The circumstances also tend strongly to show that vendors designedly kept themselves in such a non-committal position, in respect to this matter of determining their option, that they could speculate upon the probable effect of the fire upon the price of land in the locality of theirs; experiment as to the cost and trouble of obtaining the requisite deeds to make their title good, and then subsequently cancel the contract, or proceed with its execution as interest might dictate. This inference is strengthened by the fact that, at the meeting of the congregation in February, 1872, the trustees were authorized to cancel it; that they asserted their right to do so in their answer to appellant’s original bill, and filed a cross-bill for the express purpose.

This the law will not permit them to do. They were under an implied agreement to exercise the right of election with reasonable promptitude, and the not doing so was a breach of that agreement, made them guilty of laches, of which the purchaser, who is without fault, may take advantage by insisting that they thereby lost the right of election, and the contract became absolute to make their title good, and convey to him; and it appears that, waiting until the lapse of twenty days after the notice of October 6, the purchaser elected to affirm the contract, and, in November, 1871, caused it to be recorded in the proper county.

In addition to the circumstance of the option, and its pend-ency at the time of the fire, are the further facts: that the purchaser had not taken possession, and the vendors had not such title as that he ought or could, with safety, have taken possession, even if he had a right to under the contract, which he had not while the option was pending with his consent.

Appellees do not pretend that they had made their title complete until about February 17, 1872, and appellant rather concedes that it was then complete, with the exception that the abstract did not show their legal incorporation.

Under the peculiar circumstances of this case, and the wider application of equity, recognized by the courts in favor of purchasers, we are of opinion that the purchaser here, who is without fault, aud has shown himself ready, willing and desirous of performing on his part, is entitled to maintain this bill to obtain so much of the property agreed to be sold as he can get, and to compensation to be deducted from the purchase money, for the portion of it destroyed pending the option of vendors. 3 Lead. Cas. in Eq. side p. 458-9; 2 Story Eq. Juris, sec. 779; 1 Sug. on Vend. 539; Adams’ Eq. side p. 91.
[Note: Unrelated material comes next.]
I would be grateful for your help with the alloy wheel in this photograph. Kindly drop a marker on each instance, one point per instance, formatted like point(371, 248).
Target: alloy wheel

The delay in completing the contract, though in some measure attributable to the state of the title, can not be divested of the character of a wilful, prejudicial default on the part of vendors, in respect to a positive duty to the purchaser, arising out of the very nature of their contract. In this view, and inasmuch as the interest is considerably more than the rents and profits, we think the case falls fully within the principles of the English chancery decisions, which hold that, in such case, the vendors should be left in possession of rents and profits until a good title was shown; and from that period only will they be entitled to interest, and the purchaser to the rents and profits. 3 Lead. Cas. in Eq. side p. 449-450, and cases cited; 2 Sug. on Vend. p. 797,sec. 15; ib. p. 807, sec. 46.

The remaining question relates to the sufficiency of the deed in form and execution. The contract called for a warranty deed, which, under the decisions of this court, it was the duty of vendors to prepare and execute. Buckmaster v. Grundy, 1 Scam. 310; Headley v. Shaw, 39 Ill. 366.

It is not the question here, whether this deed might be adjudged sufficient upon argument, but whether, upon its face, it was free from all probable doubt or question. Conveyances executed under the direction of courts of chancery should be correct in form and execution, and free from that looseness which so often subjects the titles of innocent purchasers to vexatious questions.

The manner of conveying the real estate of religious corporations is pointed out in the 46th sec. B. S. 120. The sufficiency of this deed required that the individual names of the trustees should be inserted as grantors, with the addition of the words: “Trustees of the Chicago Sinai Congregation.”

That was done. The granting clause should witness that the said parties of the first part, as trustees of, for and by the direction of the Congregation aforesaid, for the consideration, etc., have bargained, etc.

In this respect the deed was not sufficiently certain.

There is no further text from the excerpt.